You can channelize the negative energy through positive tasks like singing, painting,cycling,running or any task that you like doing.
Do not think you are weak
Depression is not your weakness. It is something, when fought off, would make you very powerful and provide you with great mental strength. So look forward to fighting it off rather than thinking you are weak.
Loss of friends in the course of life is natural. You lose friends and you get better ones.Try to understand why and how your friends lost interest in you. If you were at fault, make sure you address the root of the problem. If they were at fault, talk to them and make them understand what a person goes through when depressed. If they do not understand and come forward to help you, get help all by yourself. Remember, you are not weak.
Get help:Talk to someone
If you ever feel that your daily life is getting hampered in a drastic way because of your mental condition, you should take professional help as soon as possible. Do not wait for anyone to come and help you; help yourself. These are some websites and organizations who would provide you with help.
From the above article, we discussed how to cope if you are losing friends because of depression. You also got to understand why you may be losing friends thus getting to know how to help yourself with reconnecting and socializing.
FAQs: Losing friends because of depression?
What do you do if your friend is mentally unstable?
These are some ways to approach :
Tell them that you are concerned about them.
Offer support : Talk to them
Dont force : If they are not ready to open up, be patient with them.
What are the signs of a person losing their mind?
Symptoms of a nervous breakdown :
depressive symptoms, such as loss of hope and thoughts of suicide or self-harm.
anxiety with high blood pressure, tense muscles, clammy hands, dizziness, upset stomach, and trembling or shaking.
extreme mood swings or unexplained outbursts.
Can a relationship survive mental illness?

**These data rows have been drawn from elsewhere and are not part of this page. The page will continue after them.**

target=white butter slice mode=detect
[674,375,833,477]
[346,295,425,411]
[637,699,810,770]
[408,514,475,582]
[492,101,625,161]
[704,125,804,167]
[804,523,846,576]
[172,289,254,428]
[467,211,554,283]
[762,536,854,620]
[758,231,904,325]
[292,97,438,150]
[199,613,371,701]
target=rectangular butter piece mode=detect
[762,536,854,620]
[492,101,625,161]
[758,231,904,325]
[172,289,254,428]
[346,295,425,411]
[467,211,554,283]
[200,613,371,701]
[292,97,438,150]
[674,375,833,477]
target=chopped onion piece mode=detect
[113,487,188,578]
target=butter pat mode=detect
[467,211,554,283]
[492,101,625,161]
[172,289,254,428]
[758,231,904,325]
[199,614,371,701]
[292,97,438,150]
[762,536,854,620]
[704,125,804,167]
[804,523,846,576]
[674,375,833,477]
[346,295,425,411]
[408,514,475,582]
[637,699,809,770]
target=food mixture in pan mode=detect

Yes absolutely. It is possible to be in a healthy, loving, and long-term relationship with someone who has mental illness. Two partners should be understanding enough to help either any one or each other with their mental condition.
What are the main warning of mental illness?
The five main warning signs of mental illness are as follows:
Excessive paranoia, worry, or anxiety.
Long-lasting sadness or irritability.
Extreme changes in moods.
Dramatic changes in eating or sleeping pattern.
What is a psychotic break?
Psychotic break is the emergence of psychotic symptoms in a person for the first time or after a period of remission. Some of the symptoms include:
sleeping too much or not enough
withdrawal from family and friends
disorganized speech, such as switching topics erratically
suicidal thoughts or actions
What are some types of mental disorders?
Anxiety disorders, including panic disorder, obsessive-compulsive disorder, and phobias.
Depression, bipolar disorder, and other mood disorders.
Post-traumatic stress disorder.
Psychotic disorders, including schizophrenia.